Di Ilaria Granieri. Due giovani vite spezzate in meno di 24 ore: Sara Campanella e Ilaria Sula, sono state brutalmente uccise da uomini che non accettavano il rifiuto. Sara, studentessa di biomedicina a Messina, è stata accoltellata da un collega che la perseguitava da due anni. Ilaria, studentessa di statistica alla Sapienza di Roma, è stata trovata senza vita in una valigia; il suo ex fidanzato ha confessato l’omicidio. Avevano 22 anni, sogni, progetti, libertà che rivendicavano. Sono state assassinate da uomini che non accettavano un “no”, che non sopportavano l’idea che una donna potesse scegliere per sé. Ma questa non è solo cronaca nera. È l’ennesimo grido soffocato da un sistema malato. È il sintomo terminale di una malattia antica e mai curata. Si chiama patriarcato, e continua a mietere vittime nella complicità silenziosa di una cultura che giustifica, minimizza, tollera.
Ogni femminicidio è un fallimento collettivo.
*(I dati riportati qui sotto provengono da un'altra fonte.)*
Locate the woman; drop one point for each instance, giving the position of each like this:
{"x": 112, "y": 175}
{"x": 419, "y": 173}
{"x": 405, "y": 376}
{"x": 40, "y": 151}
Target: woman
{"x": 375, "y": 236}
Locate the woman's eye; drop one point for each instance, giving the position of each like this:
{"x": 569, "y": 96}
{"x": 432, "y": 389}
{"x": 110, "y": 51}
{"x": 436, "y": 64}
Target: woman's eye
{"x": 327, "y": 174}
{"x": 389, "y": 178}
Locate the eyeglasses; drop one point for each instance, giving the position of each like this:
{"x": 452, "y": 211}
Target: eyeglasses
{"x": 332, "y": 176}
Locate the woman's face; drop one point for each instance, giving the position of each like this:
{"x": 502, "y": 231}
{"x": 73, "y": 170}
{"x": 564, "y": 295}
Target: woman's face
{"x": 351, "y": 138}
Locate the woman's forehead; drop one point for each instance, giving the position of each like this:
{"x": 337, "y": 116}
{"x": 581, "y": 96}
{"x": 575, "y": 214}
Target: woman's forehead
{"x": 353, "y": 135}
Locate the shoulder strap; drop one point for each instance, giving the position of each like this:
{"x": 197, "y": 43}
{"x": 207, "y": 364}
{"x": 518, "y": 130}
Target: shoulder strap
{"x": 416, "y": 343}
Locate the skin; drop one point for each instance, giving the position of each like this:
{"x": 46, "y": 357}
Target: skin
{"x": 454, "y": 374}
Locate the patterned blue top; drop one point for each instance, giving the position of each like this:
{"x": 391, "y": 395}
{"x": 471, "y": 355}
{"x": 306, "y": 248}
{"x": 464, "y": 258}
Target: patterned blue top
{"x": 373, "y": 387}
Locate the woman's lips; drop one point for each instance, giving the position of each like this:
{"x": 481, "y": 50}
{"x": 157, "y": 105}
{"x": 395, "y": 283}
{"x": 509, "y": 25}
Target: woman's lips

Ogni donna uccisa è la prova che viviamo in una società che insegna alle ragazze a proteggersi, ma non insegna ai ragazzi a non uccidere. Che parla di amore, ma legittima il possesso, che coltiva l’idea che il rifiuto sia un affronto, e che l’autonomia femminile sia una minaccia.
Il patriarcato non è un concetto astratto: è una realtà tangibile, quotidiana. È nei tribunali che giustificano, nei titoli dei giornali che parlano di “delitti passionali” invece che di femminicidio, nei commenti sui social che colpevolizzano le vittime. È vivo nei gesti, nelle parole, nei silenzi. Si nutre di ignoranza, di paura e di potere, e la sua arma più potente è la normalità, non reagire ora significa diventare complici. 
La violenza sulle donne è l’estrema manifestazione di un sistema di dominio. Se il patriarcato non viene smantellato, interi modelli sociali continueranno a produrre carnefici e vittime. Educare, denunciare, cambiare: sono verbi che dobbiamo usare al plurale. Non è una battaglia delle donne. È una lotta di civiltà. Perché quando muore una donna per mano di un uomo che non accetta di non possederla, a morire è un pezzo della nostra umanità.